The exhibits to QuarterNorth's motion, however, do not support a finding that service was effected on June 6. QuarterNorth's motion reflects that it propounded Requests for Admission via email on June 6. ECF No. 102-8. Although service via electronic means is effective immediately when the person served has consented to same in writing, QuarterNorth has not submitted any evidence to the court to establish that either Crescent or its counsel agreed in writing to service by e-mail, as required by Rule 5(b)(2)(E). Absent evidence of written consent to service via email, the court cannot find that Crescent has established that it served the discovery on June 6, 2023. See, e.g., Mitchell v. University of Louisiana System, No. 13-820, 2015 WL 1540532, at *4 (M.D. La. Apr. 7, 2015) (Bourgeois, M.J.) (basing calculation on date of U.S. mailing when certificate reflected service via email and U.S. Mail in the absence of proof of written consent to accept service via email); Tubwell v. Specialized Loan Servicing, LLC, No. 17-15, 2018 WL 11417595, at *2 (N.D. Miss. Aug. 21, 2018) (holding that service is incomplete when service attempted via email in the absence of written consent under Rule 5(b)(2)(E) and rejecting argument that a party waived any objection to service of discovery via email based on history of communicating via email throughout litigation), appeal dismissed, No. 17-15, 2019 WL 1421156 (N.D. Miss. Mar. 29, 2019).
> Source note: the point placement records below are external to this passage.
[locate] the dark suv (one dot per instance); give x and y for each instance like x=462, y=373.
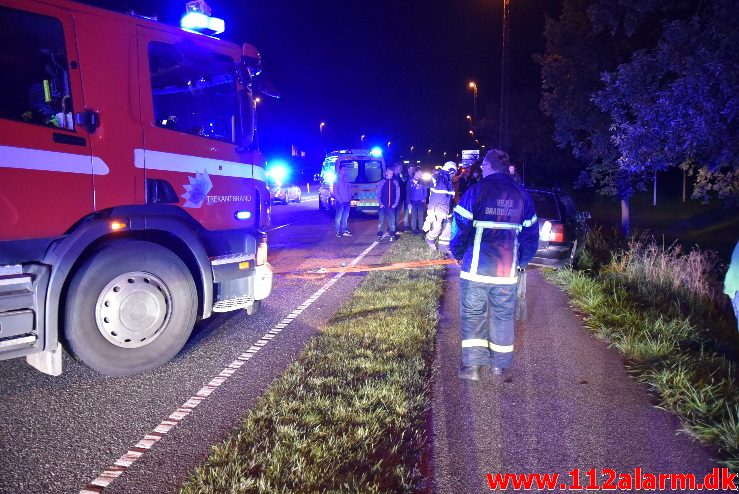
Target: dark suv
x=562, y=229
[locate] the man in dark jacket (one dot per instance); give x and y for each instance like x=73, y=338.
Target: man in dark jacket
x=403, y=210
x=342, y=202
x=388, y=196
x=495, y=233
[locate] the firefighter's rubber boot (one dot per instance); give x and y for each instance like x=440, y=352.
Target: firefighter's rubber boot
x=470, y=373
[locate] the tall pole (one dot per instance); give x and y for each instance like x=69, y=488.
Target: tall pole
x=503, y=142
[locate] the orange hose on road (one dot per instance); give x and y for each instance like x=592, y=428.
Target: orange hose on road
x=387, y=266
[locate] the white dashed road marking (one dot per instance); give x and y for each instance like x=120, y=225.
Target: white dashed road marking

Even if QuarterNorth had established Crescent's consent to service via email and thus Crescent's July 7 responses were one day late, QuarterNorth has not identified what possible prejudice it has suffered by the one-day delay. Birdo v. Carl, 32 F.3d 565 (5th Cir. 1994) (unreported) (stating that, considering the significant interests in resolving disputes on the merits, absent extreme circumstances, it would not be an abuse of discretion to allow answers to admissions to be filed one day late).
III. CONCLUSION
For the foregoing reasons, IT IS ORDERED that QuarterNorth's Motion to Deem Requests for Admission Admitted (ECF No. 102) is DENIED.